We also find ourselves in Anno Domini 2020 with an extra additional threat to our Patroness’s public honors: an RNA virus of the family Coronaviridae, named for their round, spiky outer appearance, which have reminded taxonomists of the solar corona.

But it would be better to call to our minds a corona of a different sort that can actually help our proper celebration of this feast rather than hinder it.

For that we need one more chronological diversion to the upper Mississippi River in the 1670s, when the French-born Jesuit missionary Jacques Marquette was exploring the region. Readers will likely know Marquette through the buildings, counties, towns, universities, rivers, lakes, parks, railway and boating companies, and a diocese that are named after him.

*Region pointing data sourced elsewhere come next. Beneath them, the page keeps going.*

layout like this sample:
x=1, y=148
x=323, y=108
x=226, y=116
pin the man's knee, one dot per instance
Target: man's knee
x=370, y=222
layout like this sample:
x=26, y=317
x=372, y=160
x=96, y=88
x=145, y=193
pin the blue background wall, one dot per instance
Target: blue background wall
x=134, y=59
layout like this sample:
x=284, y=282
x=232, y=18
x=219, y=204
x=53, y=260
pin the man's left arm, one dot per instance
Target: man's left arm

But there was more to the man than geography. Father Claude Dablon, Marquette’s superior, wrote of him posthumously in 1677:

We might say much of the rare virtues of this noble missionary: of his zeal, which prompted him to carry the faith so far, and proclaim the gospel to so many peoples who were unknown to us; of his gentleness, which rendered him beloved by all, and made him all things to all men — a Frenchman with the French, a Huron with the Hurons, an Algonquin with the Algonquins; of the childlike candor with which he disclosed his heart to his superiors, and even to all kinds of persons, with an ingenuousness which won all hearts; of his angelic chastity; and of his uninterrupted union with God.

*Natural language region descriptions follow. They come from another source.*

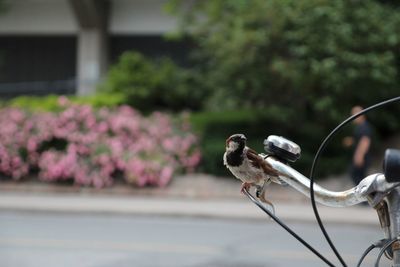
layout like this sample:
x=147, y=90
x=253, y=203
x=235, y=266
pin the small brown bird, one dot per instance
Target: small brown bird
x=246, y=165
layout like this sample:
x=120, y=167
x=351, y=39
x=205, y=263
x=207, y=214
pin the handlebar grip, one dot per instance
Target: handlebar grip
x=391, y=165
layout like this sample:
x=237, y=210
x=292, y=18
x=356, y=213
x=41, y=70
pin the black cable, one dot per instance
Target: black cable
x=284, y=226
x=384, y=248
x=368, y=250
x=317, y=155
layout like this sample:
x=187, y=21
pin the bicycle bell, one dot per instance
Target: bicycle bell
x=282, y=148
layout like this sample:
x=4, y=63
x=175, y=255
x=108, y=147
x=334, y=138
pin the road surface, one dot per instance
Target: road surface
x=65, y=240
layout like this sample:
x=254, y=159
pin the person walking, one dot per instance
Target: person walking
x=360, y=143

But that which apparently predominated was a devotion, altogether rare and singular, to the Blessed Virgin, and particularly toward the mystery of her Immaculate Conception. It was a pleasure to hear him speak or preach on that subject. All his conversations and letters contained something about the Blessed Virgin Immaculate — for so he always called her. From the age of 9 years, he fasted every Saturday; and from his tenderest youth began to say the Little Office of the Conception, inspiring every one with the same devotion.

It is immensely consoling to the modern reader to hear such fervent devotion in a famous name so important to American history, showing that the 1846 proclamation had a taproot anchoring deep in the soil of national history.

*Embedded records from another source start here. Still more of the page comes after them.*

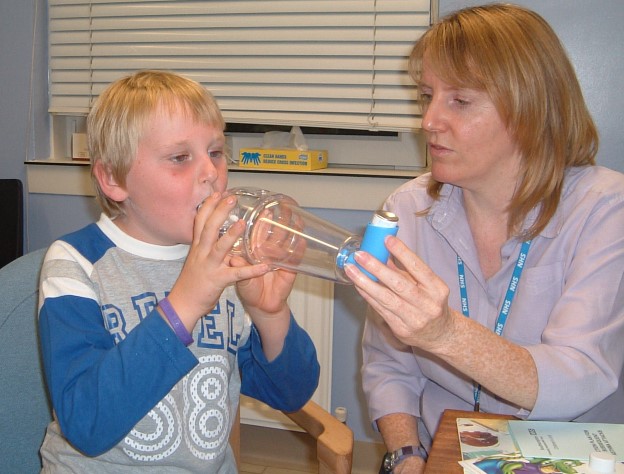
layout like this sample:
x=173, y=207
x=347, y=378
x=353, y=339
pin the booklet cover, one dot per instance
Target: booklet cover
x=480, y=437
x=488, y=447
x=567, y=440
x=517, y=464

Dablon’s letter then follows this description with a treasured bit of information on Pere Marquette’s devotion:

“Some months before his death, he said every day with his two men a little Corona of the Immaculate Conception which he had devised as follows: After the Creed, there is said once the Our Father and Hail Mary, and then 4 times these words: Hail Daughter of God the Father, Hail Mother of God the Son, Hail Spouse of the Holy Ghost, Hail Temple of the entire Trinity. Through thy holy virginity and Immaculate Conception, o Virgin most pure, cleanse my heart and my flesh. In the name of the Father, and of the Son, and of the Holy Ghost — concluding with the Glory Be, the whole repeated three times.”

The Corona of the Immaculate Conception.

This short passage contains a description of a uniquely North American devotion, authored by Pere Marquette and honoring our national Patroness.

How such an important sacramental has somehow evaded two centuries of American Catholic devotional manuals and prayer books is hard to say. Perhaps it was unthinkingly glanced over, confused with the similarly named, though quite different, Chaplet of the Immaculate Conception by St. John Berchmans.

In any case, it needn’t languish in obscurity anymore. Now is the time for us to renew our dedication to Our Lady of the Immaculate Conception, to beseech her powerful intercession on behalf of our nation and to make our love for her all the more visible, that the entire world may bear witness to it.

And now is the time, with all the gifts of technology that we have been blessed with, to propagate Our Lady’s Corona, to spread this devotion to every last corner of our country.

Virally, one might even say.

Hail Daughter of God the Father, Hail Mother of God the Son, Hail Spouse of the Holy Ghost, Hail Temple of the entire Trinity!